Donald Trump supprime des restrictions sur des gaz ultra-polluants

Donald Trump supprime des restrictions sur des gaz ultra-polluants

Donald Trump poursuit son offensive contre les réglementations environnementales. Le président américain a annoncé jeudi la suppression de plusieurs restrictions visant les gaz fluorés HFC, de puissants gaz à effet de serre utilisés dans les systèmes de réfrigération et de climatisation. Une décision présentée comme un moyen de faire baisser le coût de la vie, mais vivement critiquée par les défenseurs du climat et certains industriels du secteur.

Depuis le Bureau ovale, le chef de l’État républicain a balayé les inquiétudes environnementales d’un revers de main. « Cela n’aura aucun impact sur l’environnement », a-t-il affirmé, dénonçant les règles mises en place sous l’administration de Joe Biden comme étant « ridicules ».

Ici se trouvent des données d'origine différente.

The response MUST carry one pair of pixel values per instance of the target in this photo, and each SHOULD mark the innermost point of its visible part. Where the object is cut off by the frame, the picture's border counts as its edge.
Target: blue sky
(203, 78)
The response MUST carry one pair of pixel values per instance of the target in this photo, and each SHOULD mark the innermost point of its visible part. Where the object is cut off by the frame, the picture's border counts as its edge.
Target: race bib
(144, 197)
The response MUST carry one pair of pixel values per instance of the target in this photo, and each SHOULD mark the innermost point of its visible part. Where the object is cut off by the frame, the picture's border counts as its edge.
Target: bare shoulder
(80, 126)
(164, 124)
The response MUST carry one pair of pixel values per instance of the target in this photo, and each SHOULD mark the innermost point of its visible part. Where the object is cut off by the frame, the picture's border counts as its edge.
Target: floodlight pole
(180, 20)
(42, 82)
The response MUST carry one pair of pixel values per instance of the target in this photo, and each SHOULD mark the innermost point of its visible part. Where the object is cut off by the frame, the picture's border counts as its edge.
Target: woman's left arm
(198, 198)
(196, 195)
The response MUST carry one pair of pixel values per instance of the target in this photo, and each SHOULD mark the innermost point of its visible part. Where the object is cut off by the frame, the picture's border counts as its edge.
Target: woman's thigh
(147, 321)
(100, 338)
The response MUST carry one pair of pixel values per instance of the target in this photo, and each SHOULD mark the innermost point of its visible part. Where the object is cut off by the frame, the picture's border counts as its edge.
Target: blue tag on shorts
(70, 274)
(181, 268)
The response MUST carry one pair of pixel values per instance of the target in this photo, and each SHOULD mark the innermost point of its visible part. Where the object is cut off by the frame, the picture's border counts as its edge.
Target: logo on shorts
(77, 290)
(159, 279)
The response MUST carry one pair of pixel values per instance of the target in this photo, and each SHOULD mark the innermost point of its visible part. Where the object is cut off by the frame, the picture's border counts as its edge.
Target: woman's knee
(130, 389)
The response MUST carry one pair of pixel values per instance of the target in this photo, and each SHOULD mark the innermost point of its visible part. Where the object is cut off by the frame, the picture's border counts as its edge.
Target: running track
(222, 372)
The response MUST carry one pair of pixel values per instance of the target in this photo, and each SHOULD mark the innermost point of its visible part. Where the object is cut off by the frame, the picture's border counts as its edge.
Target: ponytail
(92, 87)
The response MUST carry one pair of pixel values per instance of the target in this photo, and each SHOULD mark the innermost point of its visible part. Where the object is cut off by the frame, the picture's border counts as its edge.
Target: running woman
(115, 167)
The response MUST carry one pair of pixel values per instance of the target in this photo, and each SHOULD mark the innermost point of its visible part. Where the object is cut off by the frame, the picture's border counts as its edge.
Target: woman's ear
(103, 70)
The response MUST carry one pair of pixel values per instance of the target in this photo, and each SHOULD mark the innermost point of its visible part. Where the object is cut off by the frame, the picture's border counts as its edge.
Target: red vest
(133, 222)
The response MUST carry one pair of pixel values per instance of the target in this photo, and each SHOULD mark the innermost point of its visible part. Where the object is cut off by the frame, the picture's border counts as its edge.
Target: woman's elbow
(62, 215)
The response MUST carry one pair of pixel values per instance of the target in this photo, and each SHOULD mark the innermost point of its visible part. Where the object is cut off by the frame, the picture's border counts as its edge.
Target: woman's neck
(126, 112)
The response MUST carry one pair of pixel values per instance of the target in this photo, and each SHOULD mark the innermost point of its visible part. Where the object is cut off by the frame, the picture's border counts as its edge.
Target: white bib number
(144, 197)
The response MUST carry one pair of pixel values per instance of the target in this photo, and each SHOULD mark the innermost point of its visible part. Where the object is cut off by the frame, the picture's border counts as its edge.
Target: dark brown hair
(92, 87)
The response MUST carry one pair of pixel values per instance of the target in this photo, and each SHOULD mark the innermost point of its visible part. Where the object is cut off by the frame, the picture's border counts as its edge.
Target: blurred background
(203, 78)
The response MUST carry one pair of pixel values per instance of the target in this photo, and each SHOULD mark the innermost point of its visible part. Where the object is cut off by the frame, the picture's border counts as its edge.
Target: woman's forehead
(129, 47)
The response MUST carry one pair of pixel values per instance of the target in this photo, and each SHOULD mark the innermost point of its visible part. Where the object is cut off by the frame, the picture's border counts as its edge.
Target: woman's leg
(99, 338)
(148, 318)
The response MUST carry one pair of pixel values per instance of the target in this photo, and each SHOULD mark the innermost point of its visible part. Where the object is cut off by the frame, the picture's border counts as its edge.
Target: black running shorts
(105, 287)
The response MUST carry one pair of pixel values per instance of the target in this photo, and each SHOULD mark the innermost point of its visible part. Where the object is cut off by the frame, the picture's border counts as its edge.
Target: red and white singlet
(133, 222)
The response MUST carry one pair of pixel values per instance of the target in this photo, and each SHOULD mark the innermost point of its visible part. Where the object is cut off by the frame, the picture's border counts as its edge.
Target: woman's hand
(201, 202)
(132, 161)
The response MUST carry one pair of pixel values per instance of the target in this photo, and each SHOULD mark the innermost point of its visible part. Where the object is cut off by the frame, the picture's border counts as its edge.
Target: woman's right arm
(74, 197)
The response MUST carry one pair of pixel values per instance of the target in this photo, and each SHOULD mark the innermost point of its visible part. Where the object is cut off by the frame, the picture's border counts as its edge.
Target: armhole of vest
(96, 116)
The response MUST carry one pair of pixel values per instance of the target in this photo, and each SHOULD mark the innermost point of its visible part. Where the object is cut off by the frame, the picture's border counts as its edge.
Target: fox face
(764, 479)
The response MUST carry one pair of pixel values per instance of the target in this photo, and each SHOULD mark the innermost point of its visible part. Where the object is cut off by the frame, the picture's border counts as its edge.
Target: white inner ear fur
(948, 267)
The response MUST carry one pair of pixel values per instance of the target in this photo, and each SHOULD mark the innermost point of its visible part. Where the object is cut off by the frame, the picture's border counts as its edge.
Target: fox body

Ces gaz fluorés, connus sous le nom d’HFC, sont pourtant considérés comme extrêmement nocifs pour le climat. Introduits dans les années 1990 pour remplacer des substances responsables de la destruction de la couche d’ozone, ils possèdent un pouvoir de réchauffement largement supérieur à celui du dioxyde de carbone. Leur réduction progressive constituait l’un des piliers de la politique climatique américaine sous Joe Biden.

L’administration Trump justifie aujourd’hui ce revirement par des raisons économiques. En pleine période de tensions inflationnistes, la Maison-Blanche affirme que ces mesures permettront de réduire les coûts pour les ménages américains et les entreprises. L’Agence de protection de l’environnement, dirigée par Lee Zeldin, estime les économies potentielles à près de 2,4 milliards de dollars.

Deux décisions majeures ont été annoncées. La première autorise plusieurs secteurs à continuer d’utiliser des équipements fonctionnant avec des HFC qui devaient initialement être retirés progressivement du marché. La seconde dispense certains transporteurs américains d’obligations liées à la réparation des fuites de gaz réfrigérants.

Pour Lee Zeldin, il s’agit de mettre fin à ce qu’il qualifie de « course accélérée, frénétique et irresponsable » menée par les administrations précédentes pour éliminer ces substances. Depuis son arrivée à la tête de l’EPA, l’ancien élu républicain multiplie les déclarations hostiles aux politiques climatiques. En mai dernier, il promettait déjà de « poignarder au cœur la religion du climat ».

Mais cette stratégie suscite une levée de boucliers chez les ONG environnementales et même chez certains acteurs de l’industrie. David Doniger, du Natural Resources Defense Council, estime que ces décisions nuiront à la fois au climat, aux consommateurs et à la compétitivité des entreprises américaines sur les marchés des technologies vertes.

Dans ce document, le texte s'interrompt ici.